Low ambient oxygen concentrations can induce cell death. However, cells vary greatly in the level and duration of hypoxia that is required to produce their death. Even within the same organism hypoxic sensitivity can range widely. In humans, neurons and cardiac myocytes are exquisitely hypoxia sensitive, which can lead to stroke and myocardial infarction. Thus, identification of the determinants of hypoxic sensitivity has both biological and medical significance.

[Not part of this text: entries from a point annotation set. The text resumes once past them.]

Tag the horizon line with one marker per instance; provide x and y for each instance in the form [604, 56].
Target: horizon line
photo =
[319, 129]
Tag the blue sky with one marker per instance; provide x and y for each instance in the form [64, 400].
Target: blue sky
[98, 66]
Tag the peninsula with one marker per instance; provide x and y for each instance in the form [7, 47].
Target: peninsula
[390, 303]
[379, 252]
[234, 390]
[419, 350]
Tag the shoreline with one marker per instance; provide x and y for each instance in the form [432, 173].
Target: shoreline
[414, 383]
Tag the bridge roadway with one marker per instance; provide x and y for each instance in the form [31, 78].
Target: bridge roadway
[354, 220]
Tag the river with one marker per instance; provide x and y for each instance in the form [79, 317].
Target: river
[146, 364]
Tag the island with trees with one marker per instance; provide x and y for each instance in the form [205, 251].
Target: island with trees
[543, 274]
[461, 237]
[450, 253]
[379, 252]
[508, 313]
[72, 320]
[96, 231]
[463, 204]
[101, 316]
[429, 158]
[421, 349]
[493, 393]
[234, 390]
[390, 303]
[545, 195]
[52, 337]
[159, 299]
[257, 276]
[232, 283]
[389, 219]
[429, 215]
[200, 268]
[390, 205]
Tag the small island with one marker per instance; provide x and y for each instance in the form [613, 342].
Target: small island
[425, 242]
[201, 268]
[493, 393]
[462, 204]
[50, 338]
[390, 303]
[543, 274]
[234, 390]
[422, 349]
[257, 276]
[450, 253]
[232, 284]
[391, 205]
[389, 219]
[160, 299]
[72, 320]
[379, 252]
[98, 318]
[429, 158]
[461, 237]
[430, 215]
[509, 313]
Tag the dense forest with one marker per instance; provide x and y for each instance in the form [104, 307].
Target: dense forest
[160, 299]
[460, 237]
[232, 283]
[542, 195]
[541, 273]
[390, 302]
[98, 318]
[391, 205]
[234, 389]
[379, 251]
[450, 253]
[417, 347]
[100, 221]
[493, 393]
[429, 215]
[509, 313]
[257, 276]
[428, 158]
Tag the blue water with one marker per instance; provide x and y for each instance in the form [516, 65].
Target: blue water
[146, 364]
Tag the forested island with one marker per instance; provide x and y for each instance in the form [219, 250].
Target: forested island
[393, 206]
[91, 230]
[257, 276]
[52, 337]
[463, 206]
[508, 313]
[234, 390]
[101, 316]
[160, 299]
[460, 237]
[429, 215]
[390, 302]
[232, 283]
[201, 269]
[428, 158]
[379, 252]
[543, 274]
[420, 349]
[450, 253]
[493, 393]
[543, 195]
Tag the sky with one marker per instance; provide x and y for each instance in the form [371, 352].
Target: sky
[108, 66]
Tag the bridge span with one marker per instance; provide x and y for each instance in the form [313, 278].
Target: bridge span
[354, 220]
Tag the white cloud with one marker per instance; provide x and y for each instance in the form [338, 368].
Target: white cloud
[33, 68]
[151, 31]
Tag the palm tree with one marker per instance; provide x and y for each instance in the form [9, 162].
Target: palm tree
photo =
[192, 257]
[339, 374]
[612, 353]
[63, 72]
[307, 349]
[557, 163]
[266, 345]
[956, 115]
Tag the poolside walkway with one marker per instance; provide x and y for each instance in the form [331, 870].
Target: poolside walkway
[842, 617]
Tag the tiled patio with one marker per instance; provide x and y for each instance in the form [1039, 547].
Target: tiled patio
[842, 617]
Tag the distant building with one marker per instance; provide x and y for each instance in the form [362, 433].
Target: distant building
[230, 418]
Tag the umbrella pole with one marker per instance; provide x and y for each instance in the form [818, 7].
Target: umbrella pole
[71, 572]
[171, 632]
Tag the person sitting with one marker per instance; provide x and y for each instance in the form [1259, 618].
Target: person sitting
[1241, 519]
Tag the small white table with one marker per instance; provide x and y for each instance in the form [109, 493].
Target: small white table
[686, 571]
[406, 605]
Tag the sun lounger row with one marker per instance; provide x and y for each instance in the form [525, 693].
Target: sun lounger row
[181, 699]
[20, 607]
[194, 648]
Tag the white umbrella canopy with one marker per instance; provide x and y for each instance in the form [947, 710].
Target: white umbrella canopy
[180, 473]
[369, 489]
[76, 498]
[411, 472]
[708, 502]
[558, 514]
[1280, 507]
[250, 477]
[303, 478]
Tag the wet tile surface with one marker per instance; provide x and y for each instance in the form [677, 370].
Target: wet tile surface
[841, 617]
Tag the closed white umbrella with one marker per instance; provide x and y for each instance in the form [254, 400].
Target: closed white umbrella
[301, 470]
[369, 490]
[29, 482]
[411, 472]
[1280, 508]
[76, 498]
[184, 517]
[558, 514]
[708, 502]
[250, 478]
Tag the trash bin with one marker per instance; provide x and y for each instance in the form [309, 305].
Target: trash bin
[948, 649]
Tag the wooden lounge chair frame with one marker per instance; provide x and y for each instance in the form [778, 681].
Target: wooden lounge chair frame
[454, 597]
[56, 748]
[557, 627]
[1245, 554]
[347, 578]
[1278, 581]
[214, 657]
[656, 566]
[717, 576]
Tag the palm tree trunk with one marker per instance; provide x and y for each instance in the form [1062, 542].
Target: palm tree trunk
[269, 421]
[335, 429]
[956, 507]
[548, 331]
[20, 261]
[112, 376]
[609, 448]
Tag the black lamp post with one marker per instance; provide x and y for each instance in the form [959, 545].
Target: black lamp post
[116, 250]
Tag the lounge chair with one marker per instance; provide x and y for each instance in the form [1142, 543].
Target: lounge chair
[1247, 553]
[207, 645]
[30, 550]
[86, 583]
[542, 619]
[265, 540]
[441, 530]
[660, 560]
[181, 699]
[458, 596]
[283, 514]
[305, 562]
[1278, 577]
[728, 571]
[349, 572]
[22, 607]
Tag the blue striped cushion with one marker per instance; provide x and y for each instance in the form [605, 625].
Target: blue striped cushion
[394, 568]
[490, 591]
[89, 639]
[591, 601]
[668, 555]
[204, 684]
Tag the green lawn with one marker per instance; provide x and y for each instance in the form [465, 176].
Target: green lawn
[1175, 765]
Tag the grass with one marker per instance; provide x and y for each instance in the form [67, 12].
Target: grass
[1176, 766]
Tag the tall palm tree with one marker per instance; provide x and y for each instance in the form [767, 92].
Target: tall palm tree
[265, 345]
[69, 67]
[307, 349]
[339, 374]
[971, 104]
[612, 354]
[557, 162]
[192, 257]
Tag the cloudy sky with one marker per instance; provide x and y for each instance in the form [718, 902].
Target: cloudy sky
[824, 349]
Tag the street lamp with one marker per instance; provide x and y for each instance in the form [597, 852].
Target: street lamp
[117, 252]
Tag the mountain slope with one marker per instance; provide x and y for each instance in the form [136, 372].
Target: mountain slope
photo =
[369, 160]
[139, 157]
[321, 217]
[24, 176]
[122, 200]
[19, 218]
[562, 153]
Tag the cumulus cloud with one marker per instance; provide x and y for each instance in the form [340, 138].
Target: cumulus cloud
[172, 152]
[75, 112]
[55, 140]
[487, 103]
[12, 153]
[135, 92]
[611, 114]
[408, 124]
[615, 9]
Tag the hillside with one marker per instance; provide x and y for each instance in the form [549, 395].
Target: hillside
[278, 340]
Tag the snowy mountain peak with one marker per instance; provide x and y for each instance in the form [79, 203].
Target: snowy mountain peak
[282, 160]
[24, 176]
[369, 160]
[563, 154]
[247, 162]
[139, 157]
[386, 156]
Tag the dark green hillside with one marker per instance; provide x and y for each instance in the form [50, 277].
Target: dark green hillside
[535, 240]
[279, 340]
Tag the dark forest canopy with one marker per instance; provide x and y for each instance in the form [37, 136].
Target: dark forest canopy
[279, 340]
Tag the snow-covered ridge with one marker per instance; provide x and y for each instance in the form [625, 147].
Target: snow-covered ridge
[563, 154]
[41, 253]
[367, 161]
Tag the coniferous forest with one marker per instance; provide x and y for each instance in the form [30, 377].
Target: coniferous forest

We have previously shown that reduction-of-function mutations in the daf-2 gene confer powerful protection from hypoxic injury in the nematode Caenorhabditis elegans [1]. daf-2 encodes an insulin/IGF-receptor homolog that signals through a conserved PI-3 kinase signaling cascade to regulate negatively the activity of a FOXO transcription factor, DAF-16 [2], [3]. daf-2 reduction-of-function mutants are not only hypoxia resistant but are also thermotolerant, long lived, and have a propensity to form dauer larvae, which are capable of long periods of hibernation in response to environmental stress [4]. Because of the very interesting biological processes controlled by the daf-2 – daf-16 pathway, considerable effort has been made to identify the downstream targets of the pathway [5], [6], [7], [8], [9], [10], [11], [12]. The various methods used in these studies along with the different phenotypes screened for produced only modestly overlapping gene sets. Thus, DAF-16 appears directly or indirectly to control the expression of a large number of diverse genes that often influence only a specific daf-2 phenotype.

Multiple daf-2 alleles have been isolated, primarily in screens for mutants that constitutively form dauers. Gems et al. measured phenotypes for sixteen daf-2 alleles and found lack of concordance for the severity of the different phenotypes in several cases [13]. For example, daf-2(e1370) is moderately long lived and dauer constitutive but was the most thermotolerant of all alleles tested. On the other hand, daf-2(e1368) was considerably less thermotolerant and dauer constitutive than e1370 but was found to have a median lifespan about 50% longer than e1370. We measured the hypoxic sensitivity of thirteen daf-2 alleles and found a wide range of sensitivities [1]. For example, e1370 was the most hypoxia resistant daf-2 allele tested while e1368 was very weakly resistant. The mechanism underlying this divergence of phenotypic severities among alleles is obscure.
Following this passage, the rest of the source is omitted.